Some of these stories offer hope. When I interviewed Kasey Halcón, Director of Victim Services in the Santa Clara County District Attorney’s Office, she reminded me that for every one person driven by hate or fear or violence, there are a hundred people who want to help, who are helping. This was apparent when I interviewed Monica Sendejas, a Recreation Manager with the city of Gilroy, who, along with every other Gilroy city employee, worked in the Emergency Operations Center set up within hours of the shooting. Donna Pray, Executive Director of The Gilroy Foundation, shared the creative ways that people fundraised in the aftermath: kids’ lemonade stands, car shows, selling blown-glass garlic art pieces, cook-offs, and GoFundMe donations from around the world. In partnership with the Silicon Valley Community Foundation, The Gilroy Foundation has collected and distributed over $1.3 million directly to victims and their families, and given about $300,000 in other hardship funds.
The most powerful voices in the gun-violence epidemic are not the politicians or journalists, but the victims, their families, the people in the moment helping, the community itself. After the major media outlets have gone, after the donations have slowed to a trickle or a stop, after the shock has eased, perhaps the most powerful thing we can do is listen. In this regard, oral history seemed the best format.
It’s not easy to hear stories of grief, anger, depression, and trauma. These experiences and feelings are shunned in our society, pressured to keep private, or worse, mocked or judged as not being the “right way” or the “right timeline.” Healing is a long, circuitous emotional journey that can change daily, even hourly. I hope the voices and stories in “Gilroy Strong: A Community Speaks” reveal the connection between vulnerability and resiliency and how one community begins to heal after being traumatized by gun violence.

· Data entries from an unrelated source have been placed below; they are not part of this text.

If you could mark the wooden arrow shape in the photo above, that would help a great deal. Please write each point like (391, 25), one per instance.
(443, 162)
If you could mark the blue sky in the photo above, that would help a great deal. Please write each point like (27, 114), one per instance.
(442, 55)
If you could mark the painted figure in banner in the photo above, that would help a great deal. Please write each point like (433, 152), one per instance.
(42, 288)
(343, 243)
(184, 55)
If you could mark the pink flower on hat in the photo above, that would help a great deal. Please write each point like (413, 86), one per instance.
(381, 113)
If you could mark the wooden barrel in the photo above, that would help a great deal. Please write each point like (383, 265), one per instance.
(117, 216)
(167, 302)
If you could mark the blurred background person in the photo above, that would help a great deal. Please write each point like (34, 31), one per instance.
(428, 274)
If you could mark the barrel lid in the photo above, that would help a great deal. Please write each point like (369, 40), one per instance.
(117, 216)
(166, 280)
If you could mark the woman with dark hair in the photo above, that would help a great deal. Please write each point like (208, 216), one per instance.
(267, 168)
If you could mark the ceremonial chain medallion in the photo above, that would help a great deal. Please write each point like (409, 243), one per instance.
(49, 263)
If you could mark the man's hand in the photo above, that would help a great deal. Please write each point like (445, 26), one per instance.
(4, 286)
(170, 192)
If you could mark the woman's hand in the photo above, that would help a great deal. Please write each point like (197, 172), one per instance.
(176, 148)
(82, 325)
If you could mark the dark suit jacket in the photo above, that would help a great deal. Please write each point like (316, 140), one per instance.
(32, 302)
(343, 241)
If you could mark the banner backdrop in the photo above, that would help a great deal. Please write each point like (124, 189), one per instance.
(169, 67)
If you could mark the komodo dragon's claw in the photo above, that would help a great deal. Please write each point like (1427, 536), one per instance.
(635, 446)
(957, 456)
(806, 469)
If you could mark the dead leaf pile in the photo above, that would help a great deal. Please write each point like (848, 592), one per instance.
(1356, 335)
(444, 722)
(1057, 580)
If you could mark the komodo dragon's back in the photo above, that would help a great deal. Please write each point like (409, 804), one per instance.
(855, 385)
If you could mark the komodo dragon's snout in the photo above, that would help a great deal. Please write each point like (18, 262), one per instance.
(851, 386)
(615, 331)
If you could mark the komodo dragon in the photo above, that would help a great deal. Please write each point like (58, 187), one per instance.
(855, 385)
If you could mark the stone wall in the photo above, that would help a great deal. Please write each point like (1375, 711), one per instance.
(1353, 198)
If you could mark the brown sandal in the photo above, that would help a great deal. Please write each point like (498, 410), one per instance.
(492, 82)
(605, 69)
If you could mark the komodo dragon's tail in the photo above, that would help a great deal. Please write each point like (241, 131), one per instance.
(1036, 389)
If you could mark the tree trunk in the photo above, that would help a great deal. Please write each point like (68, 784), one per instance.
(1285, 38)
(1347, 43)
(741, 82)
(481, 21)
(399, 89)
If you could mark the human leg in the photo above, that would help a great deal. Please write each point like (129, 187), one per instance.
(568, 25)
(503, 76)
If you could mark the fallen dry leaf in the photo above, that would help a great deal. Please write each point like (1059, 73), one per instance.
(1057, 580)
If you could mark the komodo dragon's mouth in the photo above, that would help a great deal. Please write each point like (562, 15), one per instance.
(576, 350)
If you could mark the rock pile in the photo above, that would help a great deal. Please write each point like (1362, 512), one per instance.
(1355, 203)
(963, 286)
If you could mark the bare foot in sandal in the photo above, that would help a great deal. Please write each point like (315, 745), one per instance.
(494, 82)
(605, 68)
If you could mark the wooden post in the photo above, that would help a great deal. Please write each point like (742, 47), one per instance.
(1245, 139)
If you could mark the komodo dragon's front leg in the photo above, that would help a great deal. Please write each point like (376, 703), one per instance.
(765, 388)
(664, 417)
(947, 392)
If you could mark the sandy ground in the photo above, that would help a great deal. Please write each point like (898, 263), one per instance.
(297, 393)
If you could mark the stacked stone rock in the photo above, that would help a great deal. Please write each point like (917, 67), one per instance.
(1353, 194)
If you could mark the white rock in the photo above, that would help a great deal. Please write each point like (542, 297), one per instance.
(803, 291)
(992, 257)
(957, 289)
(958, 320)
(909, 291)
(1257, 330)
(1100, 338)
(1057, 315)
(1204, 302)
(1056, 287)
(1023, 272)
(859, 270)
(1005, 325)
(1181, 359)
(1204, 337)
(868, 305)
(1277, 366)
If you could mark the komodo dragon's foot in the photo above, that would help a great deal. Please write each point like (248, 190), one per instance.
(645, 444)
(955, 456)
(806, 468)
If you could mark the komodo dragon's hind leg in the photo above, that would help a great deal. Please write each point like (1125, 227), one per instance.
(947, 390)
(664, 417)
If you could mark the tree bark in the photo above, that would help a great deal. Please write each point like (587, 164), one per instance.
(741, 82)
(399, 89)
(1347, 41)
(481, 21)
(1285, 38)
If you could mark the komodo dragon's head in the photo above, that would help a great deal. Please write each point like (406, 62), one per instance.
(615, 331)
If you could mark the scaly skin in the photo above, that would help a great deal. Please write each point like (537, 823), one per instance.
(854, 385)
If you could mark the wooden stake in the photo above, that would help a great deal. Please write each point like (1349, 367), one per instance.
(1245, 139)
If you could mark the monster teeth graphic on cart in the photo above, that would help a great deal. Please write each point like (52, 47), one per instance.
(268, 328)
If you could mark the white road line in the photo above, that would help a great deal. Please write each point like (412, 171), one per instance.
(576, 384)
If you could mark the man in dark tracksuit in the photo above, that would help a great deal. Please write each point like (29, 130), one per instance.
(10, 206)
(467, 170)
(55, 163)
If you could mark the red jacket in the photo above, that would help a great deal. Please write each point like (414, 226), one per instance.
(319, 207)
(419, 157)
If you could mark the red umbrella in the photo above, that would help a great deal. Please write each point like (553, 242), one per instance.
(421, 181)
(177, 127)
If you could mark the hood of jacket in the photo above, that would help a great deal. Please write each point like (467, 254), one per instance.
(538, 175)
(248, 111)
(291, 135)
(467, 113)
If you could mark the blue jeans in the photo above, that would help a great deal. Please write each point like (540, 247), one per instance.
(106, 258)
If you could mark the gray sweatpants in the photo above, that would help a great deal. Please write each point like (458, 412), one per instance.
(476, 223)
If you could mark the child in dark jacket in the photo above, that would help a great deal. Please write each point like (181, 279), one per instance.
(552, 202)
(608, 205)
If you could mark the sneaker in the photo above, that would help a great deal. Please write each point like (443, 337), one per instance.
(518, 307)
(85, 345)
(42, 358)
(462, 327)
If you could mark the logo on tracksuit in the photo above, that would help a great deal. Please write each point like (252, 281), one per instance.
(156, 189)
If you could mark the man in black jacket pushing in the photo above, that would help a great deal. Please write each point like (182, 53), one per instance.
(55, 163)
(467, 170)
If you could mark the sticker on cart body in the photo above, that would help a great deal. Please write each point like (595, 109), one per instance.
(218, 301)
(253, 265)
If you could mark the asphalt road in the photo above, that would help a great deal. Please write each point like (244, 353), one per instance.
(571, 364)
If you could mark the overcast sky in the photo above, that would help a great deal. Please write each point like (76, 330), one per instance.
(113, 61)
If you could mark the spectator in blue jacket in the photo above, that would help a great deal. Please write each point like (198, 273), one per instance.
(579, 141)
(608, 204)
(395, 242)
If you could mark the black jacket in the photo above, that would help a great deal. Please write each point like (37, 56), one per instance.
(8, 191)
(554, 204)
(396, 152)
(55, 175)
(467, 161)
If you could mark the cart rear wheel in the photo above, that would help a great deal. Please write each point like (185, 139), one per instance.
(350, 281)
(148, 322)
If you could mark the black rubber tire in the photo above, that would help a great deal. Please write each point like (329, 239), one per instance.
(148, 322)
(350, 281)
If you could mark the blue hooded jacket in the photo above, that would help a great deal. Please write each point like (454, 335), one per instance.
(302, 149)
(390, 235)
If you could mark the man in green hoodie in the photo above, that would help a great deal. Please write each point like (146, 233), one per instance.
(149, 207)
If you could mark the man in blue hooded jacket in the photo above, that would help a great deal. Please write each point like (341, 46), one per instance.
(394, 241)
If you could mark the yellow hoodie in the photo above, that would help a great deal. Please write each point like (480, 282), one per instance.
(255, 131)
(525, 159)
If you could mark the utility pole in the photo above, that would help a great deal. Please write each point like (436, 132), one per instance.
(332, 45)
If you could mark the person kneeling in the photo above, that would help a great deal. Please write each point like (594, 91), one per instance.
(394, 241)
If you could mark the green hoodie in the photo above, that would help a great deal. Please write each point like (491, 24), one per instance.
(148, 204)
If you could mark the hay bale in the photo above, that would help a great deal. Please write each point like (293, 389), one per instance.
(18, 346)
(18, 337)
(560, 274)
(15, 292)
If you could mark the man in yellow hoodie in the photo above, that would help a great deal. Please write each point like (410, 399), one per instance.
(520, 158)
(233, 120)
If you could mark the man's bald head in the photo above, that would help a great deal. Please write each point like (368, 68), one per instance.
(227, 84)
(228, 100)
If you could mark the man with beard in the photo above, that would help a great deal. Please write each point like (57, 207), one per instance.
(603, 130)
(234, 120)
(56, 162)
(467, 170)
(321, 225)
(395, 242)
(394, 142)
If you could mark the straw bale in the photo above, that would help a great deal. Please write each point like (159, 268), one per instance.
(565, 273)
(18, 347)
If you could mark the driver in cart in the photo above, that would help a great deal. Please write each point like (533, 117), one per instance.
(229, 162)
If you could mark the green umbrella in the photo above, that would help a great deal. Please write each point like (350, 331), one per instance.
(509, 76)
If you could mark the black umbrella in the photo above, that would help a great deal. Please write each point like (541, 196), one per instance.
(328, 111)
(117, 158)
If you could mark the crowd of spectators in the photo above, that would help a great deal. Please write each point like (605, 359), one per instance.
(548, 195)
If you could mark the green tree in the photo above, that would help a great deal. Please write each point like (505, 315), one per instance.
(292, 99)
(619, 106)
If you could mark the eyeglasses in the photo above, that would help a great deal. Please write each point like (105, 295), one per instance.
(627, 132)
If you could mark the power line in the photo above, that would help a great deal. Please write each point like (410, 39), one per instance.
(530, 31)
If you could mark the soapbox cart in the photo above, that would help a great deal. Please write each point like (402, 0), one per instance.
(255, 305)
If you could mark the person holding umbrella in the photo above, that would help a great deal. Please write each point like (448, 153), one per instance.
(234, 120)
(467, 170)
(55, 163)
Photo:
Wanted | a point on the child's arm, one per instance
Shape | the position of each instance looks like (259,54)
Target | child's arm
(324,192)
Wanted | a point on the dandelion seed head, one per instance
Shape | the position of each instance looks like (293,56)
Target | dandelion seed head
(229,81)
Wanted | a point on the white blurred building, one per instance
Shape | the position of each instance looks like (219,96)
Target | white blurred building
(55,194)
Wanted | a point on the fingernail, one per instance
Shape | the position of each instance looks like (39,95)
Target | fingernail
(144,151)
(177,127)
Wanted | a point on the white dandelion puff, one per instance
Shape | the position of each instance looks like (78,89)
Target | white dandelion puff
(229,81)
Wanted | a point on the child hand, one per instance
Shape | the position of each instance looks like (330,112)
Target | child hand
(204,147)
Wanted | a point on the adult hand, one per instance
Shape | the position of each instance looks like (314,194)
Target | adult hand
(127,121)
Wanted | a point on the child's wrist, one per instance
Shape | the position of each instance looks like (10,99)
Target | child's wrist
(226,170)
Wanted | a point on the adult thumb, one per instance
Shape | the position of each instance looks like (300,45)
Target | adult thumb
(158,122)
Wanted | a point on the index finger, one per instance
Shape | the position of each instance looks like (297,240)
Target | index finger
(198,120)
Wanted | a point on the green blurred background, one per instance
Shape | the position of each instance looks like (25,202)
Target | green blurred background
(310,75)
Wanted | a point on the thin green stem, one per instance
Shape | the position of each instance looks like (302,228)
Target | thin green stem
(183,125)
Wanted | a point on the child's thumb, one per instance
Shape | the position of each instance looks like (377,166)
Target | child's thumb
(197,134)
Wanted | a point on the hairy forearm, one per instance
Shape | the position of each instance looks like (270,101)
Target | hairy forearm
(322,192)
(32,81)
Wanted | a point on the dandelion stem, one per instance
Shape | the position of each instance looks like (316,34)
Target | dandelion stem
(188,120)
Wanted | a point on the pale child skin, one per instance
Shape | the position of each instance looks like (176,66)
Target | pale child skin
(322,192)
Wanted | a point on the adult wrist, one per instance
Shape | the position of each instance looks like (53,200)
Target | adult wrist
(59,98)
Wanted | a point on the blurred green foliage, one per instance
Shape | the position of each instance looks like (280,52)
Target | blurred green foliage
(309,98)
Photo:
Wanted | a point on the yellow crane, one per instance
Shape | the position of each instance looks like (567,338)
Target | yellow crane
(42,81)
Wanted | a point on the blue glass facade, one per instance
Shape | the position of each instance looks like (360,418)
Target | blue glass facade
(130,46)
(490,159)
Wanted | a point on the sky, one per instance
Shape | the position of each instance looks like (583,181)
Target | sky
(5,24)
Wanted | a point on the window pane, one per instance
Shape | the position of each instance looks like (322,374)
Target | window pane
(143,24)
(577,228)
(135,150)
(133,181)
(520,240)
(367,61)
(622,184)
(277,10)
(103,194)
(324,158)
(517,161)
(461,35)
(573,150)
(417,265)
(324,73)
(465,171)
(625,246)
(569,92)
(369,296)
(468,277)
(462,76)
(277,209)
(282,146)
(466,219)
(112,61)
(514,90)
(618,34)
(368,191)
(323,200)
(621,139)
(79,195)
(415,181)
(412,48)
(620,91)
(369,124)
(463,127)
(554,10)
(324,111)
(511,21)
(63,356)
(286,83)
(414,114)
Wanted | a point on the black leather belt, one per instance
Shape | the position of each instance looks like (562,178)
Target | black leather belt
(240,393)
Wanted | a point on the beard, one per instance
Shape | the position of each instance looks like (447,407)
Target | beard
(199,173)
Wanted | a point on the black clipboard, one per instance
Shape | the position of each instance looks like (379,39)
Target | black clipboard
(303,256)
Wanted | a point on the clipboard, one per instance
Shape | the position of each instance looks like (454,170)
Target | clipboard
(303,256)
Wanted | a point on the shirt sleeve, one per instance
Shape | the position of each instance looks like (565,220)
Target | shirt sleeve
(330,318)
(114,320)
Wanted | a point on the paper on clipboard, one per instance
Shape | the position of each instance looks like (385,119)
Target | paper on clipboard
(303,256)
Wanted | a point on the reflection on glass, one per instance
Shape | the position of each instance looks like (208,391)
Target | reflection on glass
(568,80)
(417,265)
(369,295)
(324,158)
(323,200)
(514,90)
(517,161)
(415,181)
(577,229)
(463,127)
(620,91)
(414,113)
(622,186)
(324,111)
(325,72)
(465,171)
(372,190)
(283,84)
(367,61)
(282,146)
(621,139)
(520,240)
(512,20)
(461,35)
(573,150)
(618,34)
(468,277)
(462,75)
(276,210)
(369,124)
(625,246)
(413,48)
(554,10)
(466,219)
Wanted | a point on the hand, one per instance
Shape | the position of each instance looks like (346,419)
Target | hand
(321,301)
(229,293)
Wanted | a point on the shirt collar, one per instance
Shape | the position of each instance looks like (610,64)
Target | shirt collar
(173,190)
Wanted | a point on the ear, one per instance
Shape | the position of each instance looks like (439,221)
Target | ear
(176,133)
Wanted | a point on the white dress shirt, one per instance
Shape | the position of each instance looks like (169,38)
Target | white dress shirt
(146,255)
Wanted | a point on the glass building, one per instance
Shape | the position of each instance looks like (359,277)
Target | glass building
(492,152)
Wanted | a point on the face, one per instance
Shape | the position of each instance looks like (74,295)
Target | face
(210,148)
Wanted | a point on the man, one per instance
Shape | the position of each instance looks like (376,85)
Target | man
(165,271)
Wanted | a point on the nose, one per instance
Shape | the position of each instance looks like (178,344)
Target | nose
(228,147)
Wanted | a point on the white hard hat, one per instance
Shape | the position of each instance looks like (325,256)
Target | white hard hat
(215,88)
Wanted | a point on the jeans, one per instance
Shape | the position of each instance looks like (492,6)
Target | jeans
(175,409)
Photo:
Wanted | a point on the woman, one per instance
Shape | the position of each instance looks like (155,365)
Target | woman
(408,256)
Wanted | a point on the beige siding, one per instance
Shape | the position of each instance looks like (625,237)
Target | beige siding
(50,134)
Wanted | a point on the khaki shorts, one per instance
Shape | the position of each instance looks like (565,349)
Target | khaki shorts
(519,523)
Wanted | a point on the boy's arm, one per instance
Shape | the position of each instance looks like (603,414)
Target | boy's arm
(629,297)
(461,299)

A note on methods: The challenge in imposing a linear narrative when people share traumatic memories is that there is no linearity. In an interview, a story takes many associative leaps or goes into tangents. I’ve opted not to use ellipses to show gaps in a quote or sentence, but only to show pauses from the interviewees themselves. I also did not use brackets to show words or phrases I’ve inserted or changed to clarify a person’s story. I’ve done my best to remain true to the intent of the speaker and follow oral history best practices from the Oral History Association. Names changed are noted in the text.